27. \(f(x)=\begin{cases}kx^2, & \text{if} & x\le 2 \\3,  & \text{if} & x>2 \end{cases}\) at \(x=2\).

28. \(f(x)=\begin{cases}kx+1, & \text{if} & x\le \pi \\cosx,  & \text{if} & x>\pi \end{cases}\) at \(x=\pi\).

29. \(f(x)=\begin{cases}kx+1, & \text{if} & x\le 5 \\3x-5,  & \text{if} & x>5 \end{cases}\) at \(x=5\).

30. Find the values of a and b such that the function defined by: \(f(x)=\begin{cases}5, & \text{if} & x≤2\\ax+b,  & \text{if} & 2<x<10\\21, & \text{if} & x\ge 10\end{cases}\) is a continuous function.

31. Show that the function defined by \(f(x)=cos(x^2)\) is a continuous function.

32. Show that the function defined by \(f(x)=|cosx|\) is a continuous function.

33. Examine that \(sin|x|\) is a continuous function.

34. Find all the points of discontinuity of f defined by \(f(x)=|x|–|x+1|\).

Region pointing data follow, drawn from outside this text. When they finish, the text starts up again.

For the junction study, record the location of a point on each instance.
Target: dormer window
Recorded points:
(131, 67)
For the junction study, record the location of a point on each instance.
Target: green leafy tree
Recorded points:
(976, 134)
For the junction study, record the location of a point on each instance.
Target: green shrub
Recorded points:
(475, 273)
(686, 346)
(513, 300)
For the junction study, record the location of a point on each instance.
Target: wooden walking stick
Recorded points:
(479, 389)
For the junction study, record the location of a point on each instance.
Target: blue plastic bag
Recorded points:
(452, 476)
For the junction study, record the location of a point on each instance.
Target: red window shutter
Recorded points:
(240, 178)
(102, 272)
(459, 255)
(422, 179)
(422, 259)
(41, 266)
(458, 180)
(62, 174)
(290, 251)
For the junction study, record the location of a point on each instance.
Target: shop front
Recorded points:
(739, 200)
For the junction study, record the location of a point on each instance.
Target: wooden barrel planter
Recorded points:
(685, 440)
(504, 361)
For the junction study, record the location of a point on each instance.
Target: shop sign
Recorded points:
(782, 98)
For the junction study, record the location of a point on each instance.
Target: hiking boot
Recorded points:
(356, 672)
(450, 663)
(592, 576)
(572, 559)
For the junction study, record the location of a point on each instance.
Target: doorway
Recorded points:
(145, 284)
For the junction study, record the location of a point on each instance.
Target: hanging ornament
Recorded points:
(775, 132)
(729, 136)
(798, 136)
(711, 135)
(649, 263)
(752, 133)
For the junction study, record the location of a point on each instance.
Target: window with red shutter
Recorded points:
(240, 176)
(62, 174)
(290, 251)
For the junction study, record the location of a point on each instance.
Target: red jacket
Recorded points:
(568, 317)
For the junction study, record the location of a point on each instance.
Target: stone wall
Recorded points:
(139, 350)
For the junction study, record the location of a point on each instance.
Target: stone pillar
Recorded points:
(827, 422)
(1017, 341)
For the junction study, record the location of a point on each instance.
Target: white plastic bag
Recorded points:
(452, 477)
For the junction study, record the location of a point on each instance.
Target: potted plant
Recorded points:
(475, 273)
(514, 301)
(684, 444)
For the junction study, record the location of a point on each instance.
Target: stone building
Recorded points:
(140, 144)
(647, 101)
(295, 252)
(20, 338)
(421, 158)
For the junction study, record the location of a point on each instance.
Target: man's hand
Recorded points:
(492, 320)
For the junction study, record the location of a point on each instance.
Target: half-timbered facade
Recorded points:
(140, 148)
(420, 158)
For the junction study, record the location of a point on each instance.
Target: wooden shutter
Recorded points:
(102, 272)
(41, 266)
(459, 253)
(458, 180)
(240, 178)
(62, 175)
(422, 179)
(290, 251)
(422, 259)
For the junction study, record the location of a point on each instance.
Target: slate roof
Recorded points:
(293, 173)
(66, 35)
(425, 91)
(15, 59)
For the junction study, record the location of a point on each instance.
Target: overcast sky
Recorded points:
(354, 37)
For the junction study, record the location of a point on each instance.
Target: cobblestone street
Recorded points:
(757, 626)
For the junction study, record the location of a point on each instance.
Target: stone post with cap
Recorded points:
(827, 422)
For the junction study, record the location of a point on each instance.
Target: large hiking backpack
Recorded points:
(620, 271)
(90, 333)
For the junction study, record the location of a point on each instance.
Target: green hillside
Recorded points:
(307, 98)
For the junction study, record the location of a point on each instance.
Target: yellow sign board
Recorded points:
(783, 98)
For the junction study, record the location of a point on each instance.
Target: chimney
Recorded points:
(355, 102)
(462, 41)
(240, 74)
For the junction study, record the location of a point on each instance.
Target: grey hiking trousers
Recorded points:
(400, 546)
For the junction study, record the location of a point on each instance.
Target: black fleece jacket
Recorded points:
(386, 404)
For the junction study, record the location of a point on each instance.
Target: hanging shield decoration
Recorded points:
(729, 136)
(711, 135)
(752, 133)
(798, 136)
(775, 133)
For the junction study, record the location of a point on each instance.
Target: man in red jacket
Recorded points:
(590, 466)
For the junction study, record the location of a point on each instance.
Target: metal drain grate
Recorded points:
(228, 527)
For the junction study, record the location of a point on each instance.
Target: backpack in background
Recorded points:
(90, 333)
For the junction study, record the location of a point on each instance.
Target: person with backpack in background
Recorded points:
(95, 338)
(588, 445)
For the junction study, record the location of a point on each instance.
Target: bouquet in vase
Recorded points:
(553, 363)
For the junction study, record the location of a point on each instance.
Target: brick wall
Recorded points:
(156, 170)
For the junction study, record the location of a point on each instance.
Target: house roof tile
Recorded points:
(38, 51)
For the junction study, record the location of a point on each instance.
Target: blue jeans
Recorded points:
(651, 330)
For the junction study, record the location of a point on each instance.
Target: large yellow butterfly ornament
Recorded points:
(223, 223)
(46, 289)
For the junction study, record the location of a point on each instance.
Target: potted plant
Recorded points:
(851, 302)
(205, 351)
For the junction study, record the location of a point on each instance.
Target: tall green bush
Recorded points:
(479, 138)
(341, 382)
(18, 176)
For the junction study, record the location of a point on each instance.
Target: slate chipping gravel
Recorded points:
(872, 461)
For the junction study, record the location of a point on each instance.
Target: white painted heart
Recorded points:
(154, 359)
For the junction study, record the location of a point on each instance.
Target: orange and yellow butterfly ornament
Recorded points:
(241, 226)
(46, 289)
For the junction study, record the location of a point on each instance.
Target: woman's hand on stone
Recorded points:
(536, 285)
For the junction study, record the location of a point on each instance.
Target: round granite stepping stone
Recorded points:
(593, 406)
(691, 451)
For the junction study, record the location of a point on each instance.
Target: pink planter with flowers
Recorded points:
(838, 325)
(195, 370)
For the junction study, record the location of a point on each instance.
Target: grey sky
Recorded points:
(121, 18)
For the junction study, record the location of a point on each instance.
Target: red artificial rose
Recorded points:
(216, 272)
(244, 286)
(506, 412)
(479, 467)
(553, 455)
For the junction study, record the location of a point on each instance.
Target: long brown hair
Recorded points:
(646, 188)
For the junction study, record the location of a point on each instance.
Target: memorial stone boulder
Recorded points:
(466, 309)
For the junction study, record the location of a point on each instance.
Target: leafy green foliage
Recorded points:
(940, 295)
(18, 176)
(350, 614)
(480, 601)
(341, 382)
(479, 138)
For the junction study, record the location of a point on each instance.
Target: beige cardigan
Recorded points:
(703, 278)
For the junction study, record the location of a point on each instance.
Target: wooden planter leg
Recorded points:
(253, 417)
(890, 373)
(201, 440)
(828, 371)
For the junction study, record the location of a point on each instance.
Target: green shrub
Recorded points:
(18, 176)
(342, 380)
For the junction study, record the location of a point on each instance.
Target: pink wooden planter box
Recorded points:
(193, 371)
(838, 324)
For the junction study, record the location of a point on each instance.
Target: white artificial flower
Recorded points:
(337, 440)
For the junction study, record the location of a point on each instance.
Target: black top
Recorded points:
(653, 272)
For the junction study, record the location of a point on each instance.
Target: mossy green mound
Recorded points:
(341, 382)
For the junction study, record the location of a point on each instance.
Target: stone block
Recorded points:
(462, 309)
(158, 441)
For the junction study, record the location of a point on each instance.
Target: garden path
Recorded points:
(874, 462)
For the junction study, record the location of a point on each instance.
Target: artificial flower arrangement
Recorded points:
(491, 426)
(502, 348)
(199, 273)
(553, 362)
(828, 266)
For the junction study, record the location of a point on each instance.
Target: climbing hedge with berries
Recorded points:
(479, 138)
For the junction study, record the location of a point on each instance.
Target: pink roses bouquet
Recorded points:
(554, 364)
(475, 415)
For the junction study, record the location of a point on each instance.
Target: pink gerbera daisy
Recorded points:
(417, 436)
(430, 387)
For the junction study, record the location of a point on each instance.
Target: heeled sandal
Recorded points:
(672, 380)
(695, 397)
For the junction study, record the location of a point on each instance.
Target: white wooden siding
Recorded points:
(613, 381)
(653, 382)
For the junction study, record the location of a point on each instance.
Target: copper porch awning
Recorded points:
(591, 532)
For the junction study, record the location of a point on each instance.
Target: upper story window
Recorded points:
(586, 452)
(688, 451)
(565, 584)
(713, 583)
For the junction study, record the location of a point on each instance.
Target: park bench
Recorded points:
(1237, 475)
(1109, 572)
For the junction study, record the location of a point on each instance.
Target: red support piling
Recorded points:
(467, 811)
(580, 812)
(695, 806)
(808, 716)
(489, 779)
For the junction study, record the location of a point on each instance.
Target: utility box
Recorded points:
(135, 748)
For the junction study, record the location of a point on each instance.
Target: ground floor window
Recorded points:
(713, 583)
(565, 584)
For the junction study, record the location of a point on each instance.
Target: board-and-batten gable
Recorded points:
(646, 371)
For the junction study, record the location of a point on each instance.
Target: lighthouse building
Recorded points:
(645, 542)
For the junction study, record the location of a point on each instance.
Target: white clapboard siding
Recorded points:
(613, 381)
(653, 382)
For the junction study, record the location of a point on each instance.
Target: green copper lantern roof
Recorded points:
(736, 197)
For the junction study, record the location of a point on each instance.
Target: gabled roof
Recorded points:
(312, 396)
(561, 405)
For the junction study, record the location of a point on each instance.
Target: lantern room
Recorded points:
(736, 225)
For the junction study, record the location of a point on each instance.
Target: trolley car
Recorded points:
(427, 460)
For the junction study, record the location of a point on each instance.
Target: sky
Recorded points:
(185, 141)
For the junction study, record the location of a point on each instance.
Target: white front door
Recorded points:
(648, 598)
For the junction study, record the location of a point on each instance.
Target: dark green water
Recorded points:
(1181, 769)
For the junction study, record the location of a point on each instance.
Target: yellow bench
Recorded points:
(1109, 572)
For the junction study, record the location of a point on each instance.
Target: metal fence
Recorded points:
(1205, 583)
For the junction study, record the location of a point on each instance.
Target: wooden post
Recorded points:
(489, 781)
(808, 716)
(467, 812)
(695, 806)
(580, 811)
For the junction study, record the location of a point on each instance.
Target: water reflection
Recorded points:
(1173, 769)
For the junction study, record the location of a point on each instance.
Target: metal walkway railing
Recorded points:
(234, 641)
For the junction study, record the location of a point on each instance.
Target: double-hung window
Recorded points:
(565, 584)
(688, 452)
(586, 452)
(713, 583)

 Continuity and Differentiability

Exercise 5.2

Differentiate the functions with respect to x in Exercises 1 to 8.

1. \(sin(x^2+5)\)

2. \(cos(sinx)\)

3. \(sin(ax+b)\)

4. \(sec⁡(tan⁡√x )\)

5. \(\frac{sin⁡(ax+b)}{cos⁡(cx+d)}\)

6. \(cos x^3. sin^2⁡(x^5)\)

7. \(2\sqrt{cot⁡(x^2)}\)

8. \(cos⁡(√x)\)

9. Prove that the function f given by \(f(x)=|x–1|, x∈R\) is not differentiable at \(x=1\).

10. Prove that the greatest integer function defined by \(f(x)=[x], 0<x<3\) is not differentiable at x=1 and x=2.